Josephson effect in two-band superconductors

TL;DR

This paper theoretically investigates the Josephson effect in two-band superconductors, revealing complex phase-dependent current components and conditions under which the current-phase relationship deviates from sinusoidal behavior due to time-reversal symmetry breaking.

Contribution

It introduces a detailed theoretical model for Josephson currents in two-band superconductors considering band hybridization and phase differences, highlighting novel current components.

Findings

Josephson current has three components depending on phase differences.

Band hybridization generates a new component of the Josephson current.
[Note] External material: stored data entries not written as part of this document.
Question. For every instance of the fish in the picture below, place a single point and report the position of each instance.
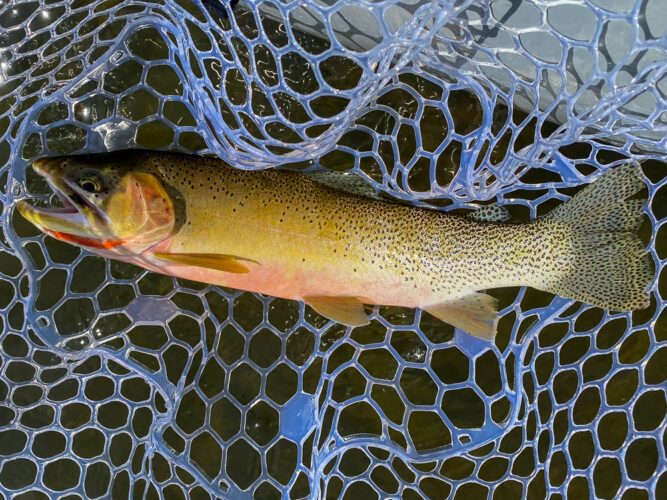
(285, 234)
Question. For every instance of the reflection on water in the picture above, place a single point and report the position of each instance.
(218, 351)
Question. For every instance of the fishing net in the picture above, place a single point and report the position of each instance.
(117, 382)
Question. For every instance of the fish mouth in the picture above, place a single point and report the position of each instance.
(78, 216)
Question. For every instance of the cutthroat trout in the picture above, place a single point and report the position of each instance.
(282, 234)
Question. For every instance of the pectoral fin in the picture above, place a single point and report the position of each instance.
(219, 262)
(346, 310)
(476, 314)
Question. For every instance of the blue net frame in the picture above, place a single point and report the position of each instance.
(115, 381)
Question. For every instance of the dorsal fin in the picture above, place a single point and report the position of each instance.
(345, 181)
(490, 213)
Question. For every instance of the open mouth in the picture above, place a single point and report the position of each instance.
(73, 217)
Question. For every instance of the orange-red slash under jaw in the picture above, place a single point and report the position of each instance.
(83, 241)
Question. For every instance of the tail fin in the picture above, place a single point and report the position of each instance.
(609, 266)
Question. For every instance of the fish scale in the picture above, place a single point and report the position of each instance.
(282, 234)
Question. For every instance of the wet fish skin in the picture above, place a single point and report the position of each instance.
(282, 234)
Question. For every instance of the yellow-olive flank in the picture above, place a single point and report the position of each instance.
(283, 234)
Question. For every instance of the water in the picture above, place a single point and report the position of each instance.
(164, 385)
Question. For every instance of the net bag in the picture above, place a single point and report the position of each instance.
(116, 382)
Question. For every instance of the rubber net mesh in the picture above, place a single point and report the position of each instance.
(117, 382)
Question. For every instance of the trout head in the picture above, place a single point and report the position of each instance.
(113, 208)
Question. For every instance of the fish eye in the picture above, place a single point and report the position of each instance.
(90, 183)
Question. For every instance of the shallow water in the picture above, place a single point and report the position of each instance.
(230, 371)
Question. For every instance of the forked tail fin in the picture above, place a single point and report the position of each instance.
(608, 267)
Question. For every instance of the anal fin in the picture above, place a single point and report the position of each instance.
(476, 314)
(345, 310)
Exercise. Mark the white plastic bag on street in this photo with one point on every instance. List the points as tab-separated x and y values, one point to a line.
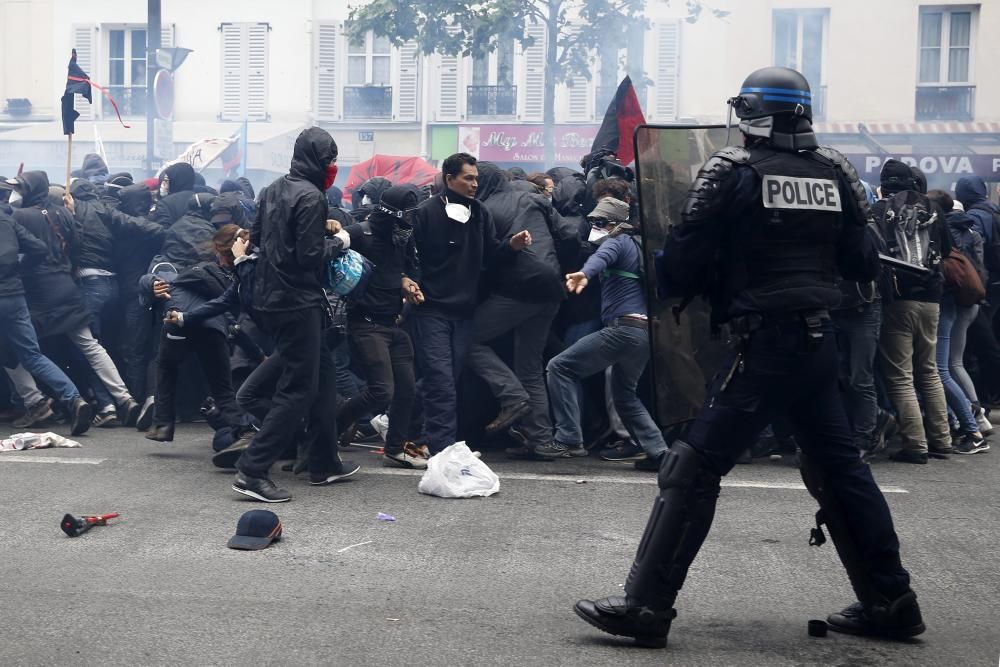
457	473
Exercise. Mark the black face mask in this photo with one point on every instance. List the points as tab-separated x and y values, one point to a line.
401	235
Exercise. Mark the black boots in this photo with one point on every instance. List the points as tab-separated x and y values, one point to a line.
895	619
624	617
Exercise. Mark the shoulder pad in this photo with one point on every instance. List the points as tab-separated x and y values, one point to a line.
853	181
705	197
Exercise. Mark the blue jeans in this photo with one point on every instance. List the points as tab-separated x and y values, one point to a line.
16	328
100	293
857	341
959	403
441	344
626	350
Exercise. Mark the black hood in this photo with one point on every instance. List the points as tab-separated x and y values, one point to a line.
181	177
34	188
83	190
136	200
94	169
492	180
314	150
374	188
201	205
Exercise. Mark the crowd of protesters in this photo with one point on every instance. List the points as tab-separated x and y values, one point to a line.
494	304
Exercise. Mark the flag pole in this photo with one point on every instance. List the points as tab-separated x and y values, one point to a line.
69	159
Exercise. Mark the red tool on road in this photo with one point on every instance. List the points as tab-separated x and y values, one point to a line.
74	527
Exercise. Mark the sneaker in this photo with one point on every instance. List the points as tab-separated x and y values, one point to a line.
971	443
106	417
260	488
508	416
35	415
81	415
623	450
128	412
228	457
412	456
145	418
985	425
908	456
347	468
557	450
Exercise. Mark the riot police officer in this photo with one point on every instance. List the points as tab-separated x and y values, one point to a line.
766	230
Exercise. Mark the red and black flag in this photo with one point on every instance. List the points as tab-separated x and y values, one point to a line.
77	83
622	117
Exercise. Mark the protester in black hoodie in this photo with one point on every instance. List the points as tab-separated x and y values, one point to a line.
455	239
16	329
289	230
524	299
377	342
176	188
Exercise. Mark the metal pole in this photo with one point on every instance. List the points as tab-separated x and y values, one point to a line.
154	37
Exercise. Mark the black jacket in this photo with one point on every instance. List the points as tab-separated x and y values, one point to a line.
383	296
16	240
453	254
534	275
96	246
53	298
290	226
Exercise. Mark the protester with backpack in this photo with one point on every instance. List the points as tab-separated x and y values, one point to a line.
972	193
966	253
914	232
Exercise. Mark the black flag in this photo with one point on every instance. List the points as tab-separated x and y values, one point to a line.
77	83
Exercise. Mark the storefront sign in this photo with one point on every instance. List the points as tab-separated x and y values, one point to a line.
525	143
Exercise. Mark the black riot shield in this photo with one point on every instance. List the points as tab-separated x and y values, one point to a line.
685	355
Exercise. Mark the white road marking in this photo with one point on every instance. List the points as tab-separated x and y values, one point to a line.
32	458
613	479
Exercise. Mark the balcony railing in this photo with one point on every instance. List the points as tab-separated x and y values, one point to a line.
491	100
131	102
946	102
368	102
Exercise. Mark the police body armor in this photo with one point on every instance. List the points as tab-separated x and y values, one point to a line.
782	257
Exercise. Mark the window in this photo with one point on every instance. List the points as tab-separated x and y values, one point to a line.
944	76
800	43
244	71
127	71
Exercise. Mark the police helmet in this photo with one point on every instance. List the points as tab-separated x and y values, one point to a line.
773	91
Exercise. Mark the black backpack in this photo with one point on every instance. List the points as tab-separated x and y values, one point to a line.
991	240
904	222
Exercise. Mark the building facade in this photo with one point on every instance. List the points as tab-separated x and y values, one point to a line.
900	78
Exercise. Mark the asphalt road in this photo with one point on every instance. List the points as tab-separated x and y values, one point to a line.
457	582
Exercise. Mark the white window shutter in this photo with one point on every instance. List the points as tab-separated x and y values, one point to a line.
168	33
533	94
666	83
449	88
580	98
256	71
85	43
325	43
406	95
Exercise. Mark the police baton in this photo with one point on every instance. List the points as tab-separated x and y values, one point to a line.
903	266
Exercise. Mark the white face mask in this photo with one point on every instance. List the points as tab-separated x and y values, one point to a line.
457	212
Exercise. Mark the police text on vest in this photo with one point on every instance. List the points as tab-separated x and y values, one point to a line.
814	194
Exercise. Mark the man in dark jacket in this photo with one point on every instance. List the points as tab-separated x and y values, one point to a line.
908	340
289	230
55	302
176	188
378	343
524	298
17	331
455	239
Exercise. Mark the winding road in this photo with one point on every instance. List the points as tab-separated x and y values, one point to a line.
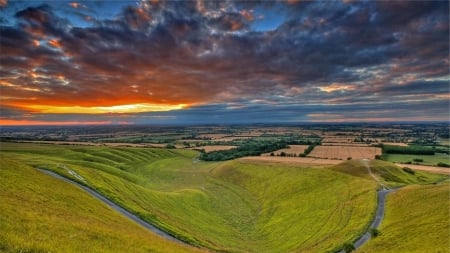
114	206
380	208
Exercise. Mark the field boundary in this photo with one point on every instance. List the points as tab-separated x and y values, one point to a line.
116	207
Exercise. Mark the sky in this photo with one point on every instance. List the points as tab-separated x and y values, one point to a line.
219	62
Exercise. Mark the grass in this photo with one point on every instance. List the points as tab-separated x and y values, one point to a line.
416	220
232	206
427	159
43	214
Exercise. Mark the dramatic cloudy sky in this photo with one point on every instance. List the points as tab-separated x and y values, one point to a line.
175	62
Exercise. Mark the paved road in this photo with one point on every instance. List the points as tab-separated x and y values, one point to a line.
119	209
381	194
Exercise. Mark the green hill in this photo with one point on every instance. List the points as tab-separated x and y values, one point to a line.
232	206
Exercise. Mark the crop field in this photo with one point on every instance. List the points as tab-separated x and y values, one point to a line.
432	160
400	144
416	220
209	148
434	169
344	152
234	206
43	214
291	160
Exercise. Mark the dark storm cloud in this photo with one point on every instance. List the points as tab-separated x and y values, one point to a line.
200	52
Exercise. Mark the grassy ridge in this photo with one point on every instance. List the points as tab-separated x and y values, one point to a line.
417	220
388	173
276	208
43	214
228	206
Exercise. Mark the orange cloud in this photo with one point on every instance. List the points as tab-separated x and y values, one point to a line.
130	108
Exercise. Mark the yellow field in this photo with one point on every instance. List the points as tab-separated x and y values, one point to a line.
344	152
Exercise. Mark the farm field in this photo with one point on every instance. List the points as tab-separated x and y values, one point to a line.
431	160
344	152
425	229
291	160
236	206
433	169
62	218
292	149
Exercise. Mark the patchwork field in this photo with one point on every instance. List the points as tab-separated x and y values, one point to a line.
417	220
345	152
235	206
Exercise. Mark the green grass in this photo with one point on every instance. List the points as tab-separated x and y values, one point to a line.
43	214
427	159
416	220
388	173
232	206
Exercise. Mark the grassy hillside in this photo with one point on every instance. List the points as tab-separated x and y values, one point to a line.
417	220
388	173
43	214
233	206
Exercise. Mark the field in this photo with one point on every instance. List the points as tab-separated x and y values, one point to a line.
345	152
43	214
432	160
417	220
293	149
210	148
235	206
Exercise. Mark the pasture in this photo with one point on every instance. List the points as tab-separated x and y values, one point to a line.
234	206
417	220
345	152
431	160
43	214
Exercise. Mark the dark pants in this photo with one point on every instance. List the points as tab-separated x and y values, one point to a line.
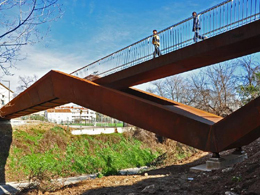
197	36
156	51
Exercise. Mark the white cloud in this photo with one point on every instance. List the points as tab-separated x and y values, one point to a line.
40	62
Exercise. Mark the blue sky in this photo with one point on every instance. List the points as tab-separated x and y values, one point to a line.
91	29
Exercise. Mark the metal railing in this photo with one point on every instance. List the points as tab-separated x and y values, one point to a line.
214	21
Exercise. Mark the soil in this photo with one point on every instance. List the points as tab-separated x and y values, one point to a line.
242	178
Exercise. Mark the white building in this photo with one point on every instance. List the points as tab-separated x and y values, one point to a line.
6	95
69	114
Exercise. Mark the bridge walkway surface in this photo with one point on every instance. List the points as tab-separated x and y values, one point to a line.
114	96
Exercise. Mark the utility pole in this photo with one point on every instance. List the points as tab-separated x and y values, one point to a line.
8	88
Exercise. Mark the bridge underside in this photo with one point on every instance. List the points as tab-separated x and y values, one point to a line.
112	96
171	119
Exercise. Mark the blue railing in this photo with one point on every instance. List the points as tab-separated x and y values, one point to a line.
214	21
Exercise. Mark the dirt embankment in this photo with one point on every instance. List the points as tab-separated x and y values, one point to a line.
242	179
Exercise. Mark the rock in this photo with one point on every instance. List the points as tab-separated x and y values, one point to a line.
230	193
149	189
227	170
216	177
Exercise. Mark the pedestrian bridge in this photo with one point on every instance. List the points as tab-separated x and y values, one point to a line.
106	86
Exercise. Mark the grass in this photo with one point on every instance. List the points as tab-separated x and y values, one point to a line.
54	151
100	124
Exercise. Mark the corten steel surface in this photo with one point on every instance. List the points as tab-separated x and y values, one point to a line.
232	44
176	121
180	122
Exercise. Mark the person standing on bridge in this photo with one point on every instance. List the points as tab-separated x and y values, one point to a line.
196	28
156	43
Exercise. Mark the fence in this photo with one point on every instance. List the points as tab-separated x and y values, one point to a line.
214	21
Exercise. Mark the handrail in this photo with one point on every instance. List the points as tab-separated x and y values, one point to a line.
225	16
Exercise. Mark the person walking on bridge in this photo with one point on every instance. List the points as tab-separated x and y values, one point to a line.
196	28
156	43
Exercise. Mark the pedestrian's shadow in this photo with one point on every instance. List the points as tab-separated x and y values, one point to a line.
5	143
6	133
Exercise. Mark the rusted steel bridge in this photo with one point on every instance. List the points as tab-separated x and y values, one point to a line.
112	94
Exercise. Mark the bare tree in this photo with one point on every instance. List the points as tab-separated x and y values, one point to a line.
249	87
175	88
214	90
21	24
25	82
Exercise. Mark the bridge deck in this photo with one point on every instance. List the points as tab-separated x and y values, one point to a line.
182	123
171	119
231	44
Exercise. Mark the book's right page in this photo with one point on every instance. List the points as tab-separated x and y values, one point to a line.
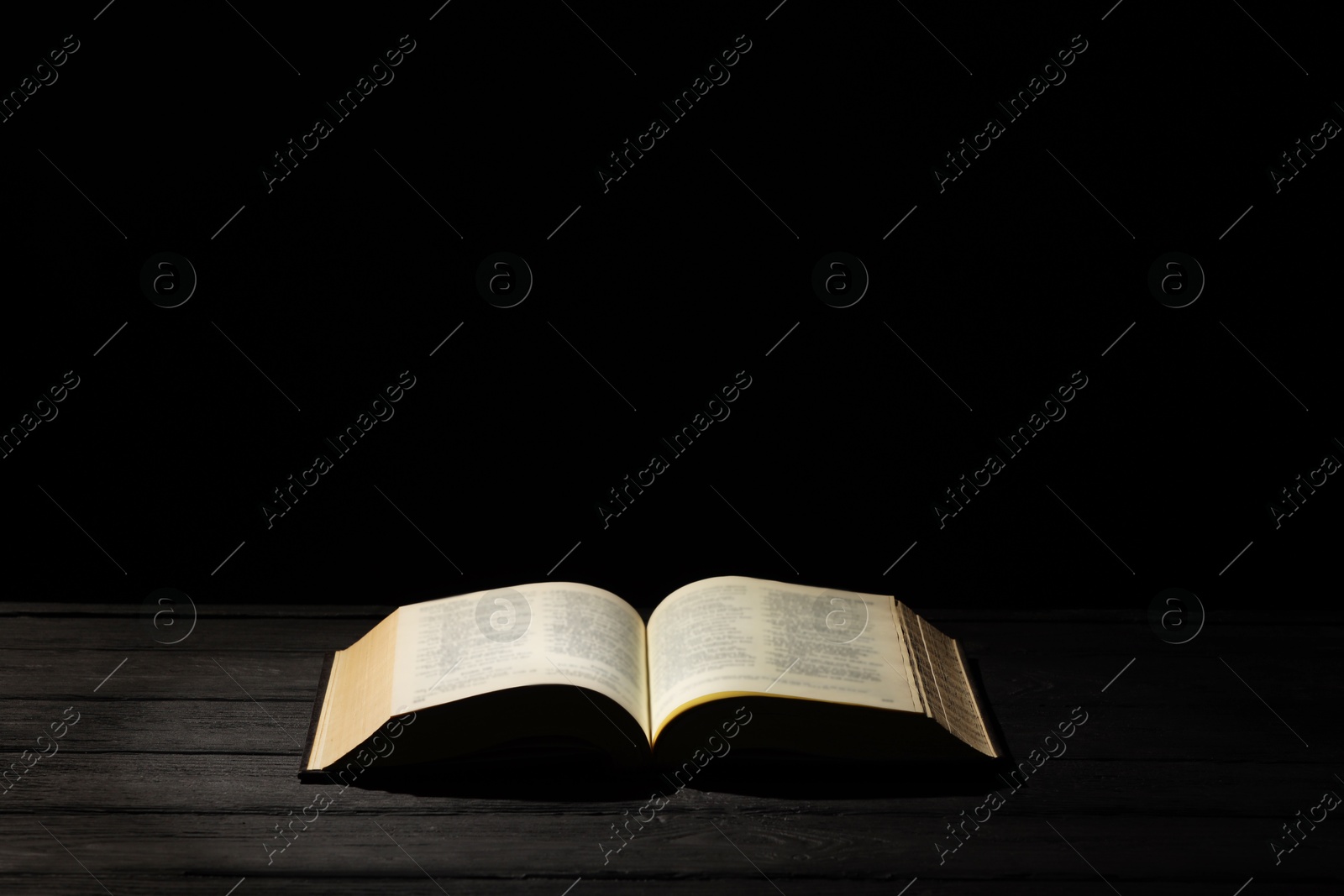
737	636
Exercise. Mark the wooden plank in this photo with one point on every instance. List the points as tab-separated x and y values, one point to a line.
785	846
265	783
689	884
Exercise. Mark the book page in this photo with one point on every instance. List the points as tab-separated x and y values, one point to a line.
533	634
738	634
942	678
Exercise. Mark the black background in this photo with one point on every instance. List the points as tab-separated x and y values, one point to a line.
669	284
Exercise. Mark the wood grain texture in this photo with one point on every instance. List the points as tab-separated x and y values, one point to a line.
185	759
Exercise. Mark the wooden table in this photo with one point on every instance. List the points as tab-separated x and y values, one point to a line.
183	761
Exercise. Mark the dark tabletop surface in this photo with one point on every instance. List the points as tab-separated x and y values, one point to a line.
185	757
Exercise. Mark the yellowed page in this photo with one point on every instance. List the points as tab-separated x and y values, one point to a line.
754	636
530	634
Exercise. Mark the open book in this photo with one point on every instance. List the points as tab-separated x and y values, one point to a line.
564	667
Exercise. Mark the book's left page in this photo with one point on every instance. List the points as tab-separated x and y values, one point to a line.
530	634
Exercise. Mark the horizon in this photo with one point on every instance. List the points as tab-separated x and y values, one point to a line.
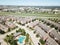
30	2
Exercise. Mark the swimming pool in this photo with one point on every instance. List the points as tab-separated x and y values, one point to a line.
21	39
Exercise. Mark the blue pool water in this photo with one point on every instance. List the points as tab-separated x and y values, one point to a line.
21	39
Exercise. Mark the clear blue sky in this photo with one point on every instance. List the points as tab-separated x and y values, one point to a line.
31	2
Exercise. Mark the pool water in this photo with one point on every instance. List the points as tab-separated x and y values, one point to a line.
21	39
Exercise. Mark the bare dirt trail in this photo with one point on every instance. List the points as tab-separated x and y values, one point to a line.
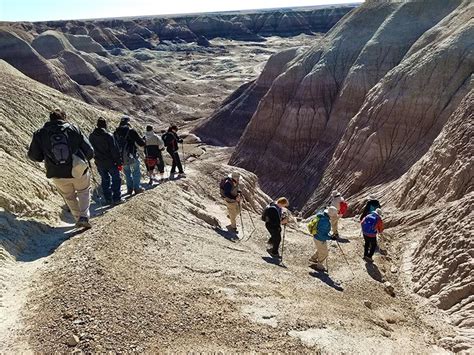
161	273
19	276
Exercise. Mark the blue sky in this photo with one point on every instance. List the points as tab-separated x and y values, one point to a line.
41	10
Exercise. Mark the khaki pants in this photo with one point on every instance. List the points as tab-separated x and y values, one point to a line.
334	223
76	193
321	251
233	209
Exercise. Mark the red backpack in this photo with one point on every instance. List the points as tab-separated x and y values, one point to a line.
343	208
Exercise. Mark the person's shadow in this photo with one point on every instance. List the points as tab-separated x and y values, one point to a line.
374	271
28	240
274	261
324	277
230	236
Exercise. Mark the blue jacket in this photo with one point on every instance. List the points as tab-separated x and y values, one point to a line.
324	227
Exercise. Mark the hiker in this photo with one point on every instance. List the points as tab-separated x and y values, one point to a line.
153	157
65	152
371	225
108	161
171	140
340	204
230	191
127	140
320	227
371	205
274	216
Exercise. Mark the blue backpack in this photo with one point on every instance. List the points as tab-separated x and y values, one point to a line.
369	223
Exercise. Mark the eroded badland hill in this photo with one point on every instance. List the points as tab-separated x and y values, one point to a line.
381	105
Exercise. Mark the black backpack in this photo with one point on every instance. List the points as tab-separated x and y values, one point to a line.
167	139
270	214
59	149
124	147
222	185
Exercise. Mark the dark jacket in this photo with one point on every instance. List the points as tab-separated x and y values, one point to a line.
231	189
40	147
272	215
369	207
171	140
133	139
106	151
324	227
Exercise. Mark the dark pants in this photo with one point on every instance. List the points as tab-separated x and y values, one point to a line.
275	237
152	162
176	163
110	176
370	245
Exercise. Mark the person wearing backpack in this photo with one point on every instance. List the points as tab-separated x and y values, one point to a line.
371	205
171	141
65	152
127	140
274	216
108	161
371	225
153	157
230	192
340	204
319	227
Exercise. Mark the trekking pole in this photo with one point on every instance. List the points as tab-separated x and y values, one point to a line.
344	255
184	158
241	220
283	243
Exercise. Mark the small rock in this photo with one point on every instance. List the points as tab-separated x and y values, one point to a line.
72	340
389	289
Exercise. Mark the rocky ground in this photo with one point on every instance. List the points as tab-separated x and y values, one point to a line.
161	273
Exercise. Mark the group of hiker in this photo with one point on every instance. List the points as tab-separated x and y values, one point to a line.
322	227
67	152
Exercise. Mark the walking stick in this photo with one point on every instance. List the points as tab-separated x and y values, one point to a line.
283	243
344	255
241	220
184	158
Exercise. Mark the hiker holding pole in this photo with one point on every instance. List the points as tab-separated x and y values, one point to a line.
230	192
275	215
319	227
171	141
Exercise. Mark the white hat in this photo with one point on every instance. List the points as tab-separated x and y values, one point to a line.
332	211
235	175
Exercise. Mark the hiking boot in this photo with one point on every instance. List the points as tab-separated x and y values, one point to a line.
118	202
320	267
272	254
139	190
83	222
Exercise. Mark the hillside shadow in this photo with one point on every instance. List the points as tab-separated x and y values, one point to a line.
230	236
274	261
374	271
28	240
324	277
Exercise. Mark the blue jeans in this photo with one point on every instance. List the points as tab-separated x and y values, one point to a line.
133	175
107	176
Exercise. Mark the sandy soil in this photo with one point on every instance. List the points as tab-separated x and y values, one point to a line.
169	277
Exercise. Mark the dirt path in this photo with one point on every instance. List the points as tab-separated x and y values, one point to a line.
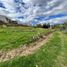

Time-reversal symmetry breaking can cause non-sinusoidal current-phase relations.

Abstract

We study theoretically the Josephson effect between two time-reversal two-band superconductors, where we assume the equal-time spin-singlet $s$-wave pair potential in each conduction band. %as well as the band asymmetry and the band hybridization in the normal state. The superconducting phase at the first band $\varphi_1$ and that at the second band $\varphi_2$ characterize a two-band superconducting state. We consider a Josephson junction where an insulating barrier separates two such two-band superconductors. By applying the tunnel Hamiltonian description, the Josephson current is calculated in terms of the anomalous Green's function on either side of the junction. We find that the Josephson current consists of three components which depend on three types of phase differences across the junction: the phase difference at the first band $\delta\varphi_1$, the phase difference at the second band $\delta\varphi_2$, and the difference at the center-of-mass phase $\delta(\varphi_1+\varphi_2)/2$. A Cooper pairs generated by the band hybridization carries the last current component. In some cases, the current-phase relationship deviates from the sinusoidal function as a result of time-reversal symmetry breaking down.